Just The Facts, Ma’am: Black Ice

This is the first post I’ve ever made along these lines. It’s hard to describe Black Ice without getting into some serious spoilers, or it feels like that at the start. All the salacious parts are the juicy secrets! I can tell you it’s an anthology, a braided novel, a book of related stories set in the same urban fantasy world. The same city, even. One of those world in an urban microcosm things. I can tell you with a straight face that it does not have werewolves or vampires in it. Nor does it have plucky teenage heroines, or sultry outsider detectives chased after by lustful members of the opposite sex. Or the same sex. Either way.

What does it have? Lordy. It does have a detective protagonist in two stories. It has a plucky heroine, I’ll admit it right now. I like stories with plucky heroines, they remind me of me. It has non-humans, and it does have faeries, I’ll be up front about that right now. Not the super-pretty fine and courtly faeries, though. I’m leaving the politics out of it for now. It has a faerie and her girlfriend, bystanders who get hit and bystanders who punch back, zombies, conspiracies, mysteries, murder, explosions, desperation, friendships, lies, and socks.

I’m not even kidding about the socks.

When I started Black Ice it was a short story. Several years ago I had dived back into the world of noir and pulp in a big way, and thought I would break out the old writing muscles and see how rusty I was at it. And because I’ve been a big fan of urban fantasy since elves drove racecars, well, why not? I told a short story about a necromancer and a detective, but when I was done there were more questions than answers. What were Hellhounds? What did the perpetrators not want anyone to find out? Clearly this needed another story. And another one after that. And then I did other writing challenges, and this world had percolated and grown so much in the back of my mind that, well, why not set these stories there? A magically enforced romantic soul-bond  was the perfect thing for a horror story, and she became my second protagonist, my heroine. Randi Teller, who refused to let her mother or anyone else call her Miranda and who was most comfortable getting her hands dirty in the middle of a crisis.

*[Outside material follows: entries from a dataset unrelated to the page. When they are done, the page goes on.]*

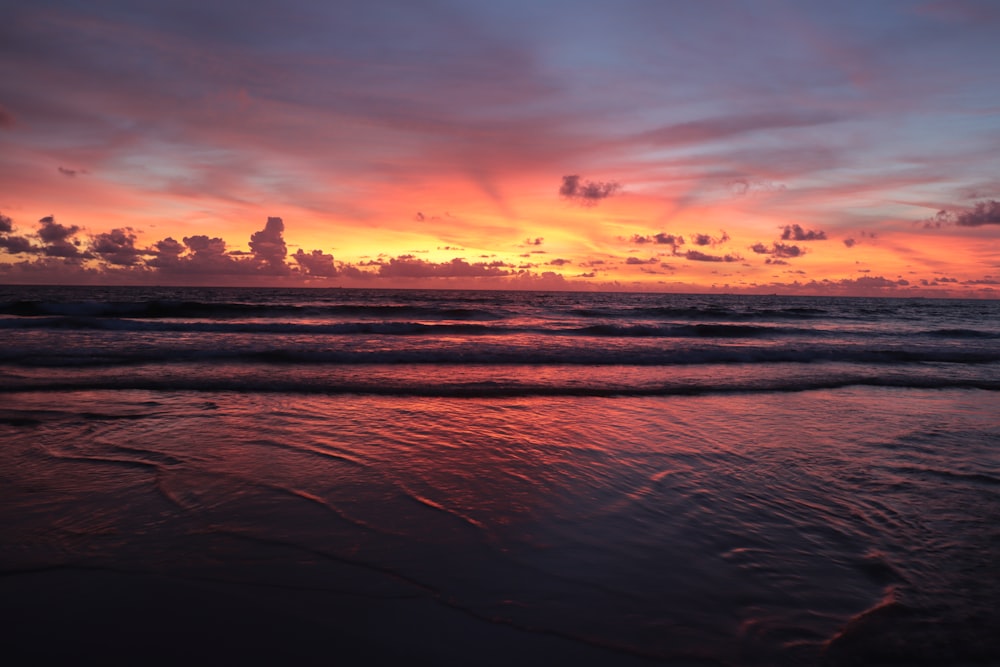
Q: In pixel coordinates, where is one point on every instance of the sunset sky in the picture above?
(769, 146)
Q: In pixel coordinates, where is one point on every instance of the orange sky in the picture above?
(796, 148)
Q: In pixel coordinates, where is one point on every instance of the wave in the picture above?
(471, 353)
(960, 333)
(396, 328)
(232, 310)
(705, 313)
(494, 389)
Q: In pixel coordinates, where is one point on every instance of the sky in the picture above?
(767, 146)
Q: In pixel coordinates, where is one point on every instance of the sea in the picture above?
(347, 476)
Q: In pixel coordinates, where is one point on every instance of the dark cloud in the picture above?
(268, 246)
(779, 250)
(166, 253)
(204, 246)
(17, 244)
(316, 263)
(207, 255)
(116, 247)
(698, 256)
(53, 232)
(796, 233)
(588, 193)
(708, 239)
(407, 266)
(983, 213)
(58, 239)
(661, 238)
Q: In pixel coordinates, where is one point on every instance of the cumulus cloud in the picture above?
(268, 246)
(797, 233)
(780, 250)
(698, 256)
(661, 238)
(315, 263)
(407, 266)
(708, 239)
(58, 239)
(53, 232)
(166, 253)
(116, 247)
(587, 193)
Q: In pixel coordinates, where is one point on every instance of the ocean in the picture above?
(336, 476)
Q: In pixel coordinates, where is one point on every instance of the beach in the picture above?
(444, 478)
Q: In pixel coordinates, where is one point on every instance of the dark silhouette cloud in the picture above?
(53, 232)
(407, 266)
(116, 247)
(661, 238)
(316, 263)
(58, 239)
(778, 250)
(166, 253)
(588, 193)
(797, 233)
(268, 246)
(708, 239)
(698, 256)
(17, 244)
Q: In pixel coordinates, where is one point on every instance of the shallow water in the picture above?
(725, 529)
(282, 473)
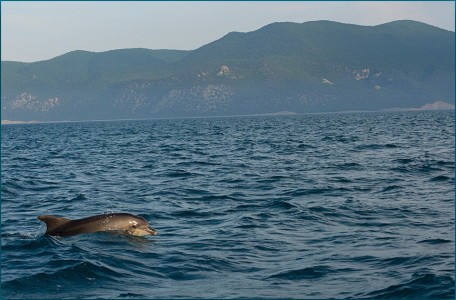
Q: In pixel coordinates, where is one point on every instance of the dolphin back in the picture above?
(53, 222)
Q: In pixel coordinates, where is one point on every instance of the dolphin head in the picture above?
(138, 226)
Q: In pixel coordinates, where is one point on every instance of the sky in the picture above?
(40, 30)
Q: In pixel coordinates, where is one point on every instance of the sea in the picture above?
(311, 206)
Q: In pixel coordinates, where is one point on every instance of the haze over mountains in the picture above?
(310, 67)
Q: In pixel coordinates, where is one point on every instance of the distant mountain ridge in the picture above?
(309, 67)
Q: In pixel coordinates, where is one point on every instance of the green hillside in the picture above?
(309, 67)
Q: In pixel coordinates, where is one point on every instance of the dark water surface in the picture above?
(309, 206)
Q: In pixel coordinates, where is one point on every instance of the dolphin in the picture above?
(116, 222)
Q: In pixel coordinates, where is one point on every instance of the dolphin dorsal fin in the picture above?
(52, 222)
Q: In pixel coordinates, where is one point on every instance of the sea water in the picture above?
(355, 205)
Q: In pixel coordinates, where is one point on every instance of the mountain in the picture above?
(310, 67)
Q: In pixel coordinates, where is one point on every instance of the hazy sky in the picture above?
(32, 31)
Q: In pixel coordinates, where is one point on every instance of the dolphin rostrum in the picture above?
(120, 222)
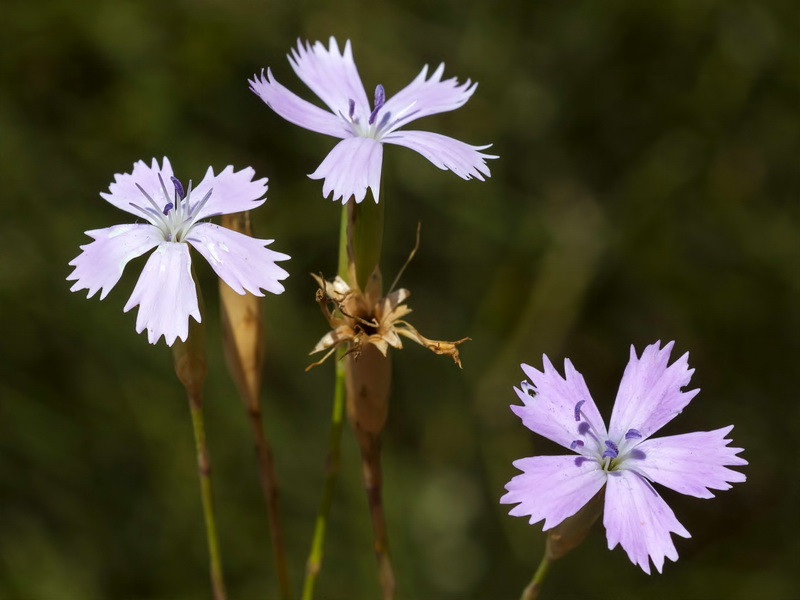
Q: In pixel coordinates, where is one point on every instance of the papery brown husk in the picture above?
(368, 380)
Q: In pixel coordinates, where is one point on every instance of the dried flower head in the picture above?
(366, 317)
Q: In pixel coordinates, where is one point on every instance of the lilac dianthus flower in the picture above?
(623, 458)
(354, 164)
(165, 292)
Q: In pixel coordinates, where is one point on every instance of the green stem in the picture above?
(535, 586)
(204, 468)
(314, 563)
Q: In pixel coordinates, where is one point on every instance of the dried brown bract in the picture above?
(365, 317)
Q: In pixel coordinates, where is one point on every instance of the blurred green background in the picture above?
(647, 189)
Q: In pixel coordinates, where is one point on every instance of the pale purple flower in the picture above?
(622, 457)
(354, 164)
(165, 292)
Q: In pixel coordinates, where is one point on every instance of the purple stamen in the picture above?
(380, 98)
(178, 188)
(578, 410)
(528, 388)
(612, 451)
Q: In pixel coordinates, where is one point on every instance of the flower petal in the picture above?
(166, 294)
(550, 412)
(638, 518)
(330, 74)
(124, 191)
(552, 487)
(692, 463)
(445, 152)
(240, 261)
(350, 168)
(423, 97)
(230, 192)
(650, 393)
(102, 261)
(296, 110)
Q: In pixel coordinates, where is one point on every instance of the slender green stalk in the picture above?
(204, 468)
(535, 586)
(243, 342)
(191, 367)
(314, 563)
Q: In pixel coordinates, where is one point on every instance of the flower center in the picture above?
(371, 127)
(176, 215)
(606, 452)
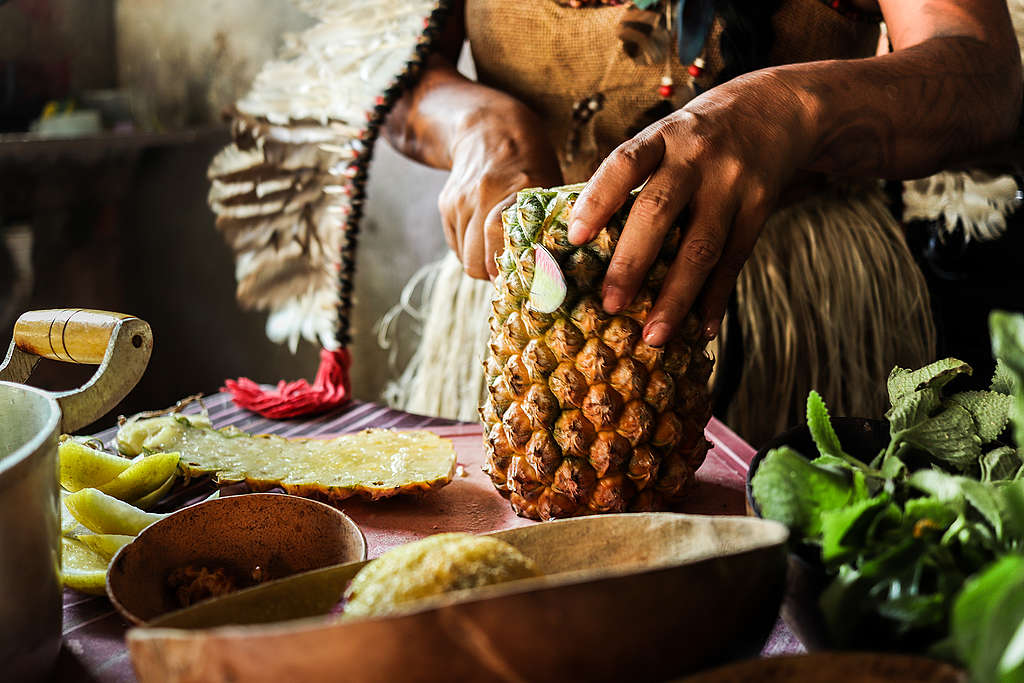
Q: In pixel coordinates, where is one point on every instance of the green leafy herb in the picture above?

Other ideas for urban fantasy and supernatural fiction got folded into the world of Black Ice, which picked up the nickname Black Mold for how it kept growing. The faeries developed a mafia. The zombies rejoined ordinary life. By the time Nanowrimo came around again I had enough material for a Nano-novel, the culmination of this first collection, though I knew I’d have stories left over. So this final novella in the Black Ice anthology brings together several characters in the awareness that Something Bad Is Going On, and the leftover material goes into the two books to come, White Lightning and Gray Matters.

What else can I tell you about Black Ice? If I were to shoot it as a movie, I’d get Luc Besson to direct, maybe to collaborate with Timur Bekmambetov. I’d have Guillermo del Toro consult on the designs for the non-human characters with their non-human faces, even some of the non-human homes, though we won’t see those until White Lightning at best. I’ve already talked some about the soundtrack, but for the score maybe Graeme Revell, or Jeff Danna for White Lightning. For casting, well. I’ll leave that to the imagination of the reader. I do have my own ideas, but that’s between me, the Editrix, and my girls. What else can I tell you about Black Ice? I’ll be talking it up here and elsewhere, and if you’ve been reading Gods and Monsters you’ll have a fair idea of what it sounds like, with a bit more cigarette smoke and road coffee. Keep an eye out. Keep a corner of an eye out. I’m sure you’ll see something interesting.